President Barack Obama on Friday nominated Massachusetts U.S. Senator John F. Kerry to serve as Secretary of State during the president’s second term in office.
If confirmed, Kerry will replace outgoing Secretary Hillary R. Clinton and resign his senior U.S. Senate seat, triggering a special election in Massachusetts by as early as this summer. In the event of Kerry’s confirmation, Governor Deval L. Patrick ’78 will appoint a temporary replacement to represent the state in the Senate until an election is held.
While major media outlets reported last weekend that the president had settled on Kerry as his nominee, the White House delayed announcing the selection until Friday. Some have speculated that this delay was due to the school shooting tragedy in Newtown, Conn., as well as uncertainty surrounding other cabinet vacancies.
After U.S. Ambassador to the United Nations Susan E. Rice withdrew her name from consideration last week, Kerry became the obvious frontrunner for the post.
As a senator, Kerry has traveled frequently as an envoy for the president, most notably to danger zones in Pakistan and Afghanistan.
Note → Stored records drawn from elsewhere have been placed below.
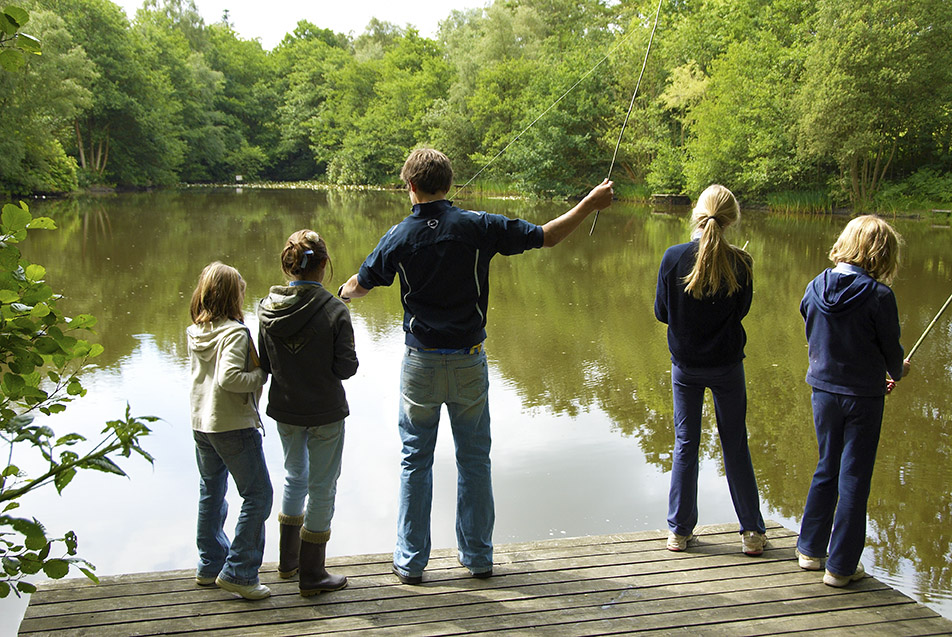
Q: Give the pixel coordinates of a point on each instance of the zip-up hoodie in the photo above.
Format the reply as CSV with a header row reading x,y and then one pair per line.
x,y
307,345
852,327
225,383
Additionally, Kerry chairs the influential Senate Committee on Foreign Relations.
Senators from both parties have predicted that Kerry will be easily confirmed in the Senate.
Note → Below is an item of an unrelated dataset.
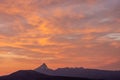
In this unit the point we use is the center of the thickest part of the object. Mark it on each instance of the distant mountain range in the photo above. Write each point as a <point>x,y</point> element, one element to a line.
<point>80,72</point>
<point>44,73</point>
<point>33,75</point>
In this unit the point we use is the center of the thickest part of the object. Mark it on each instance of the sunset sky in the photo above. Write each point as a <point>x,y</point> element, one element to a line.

Kerry’s confirmation would mean yet another election in Massachusetts. In most states, the governor appoints a replacement senator to serve the remainder of the term. Following a 2004 change to Massachusetts state law, a vacant Senate post must be filled by special election between 145 and 160 days after the seat is opened. Assuming that Kerry takes office in early 2013, the special election would be held in mid-June 2013.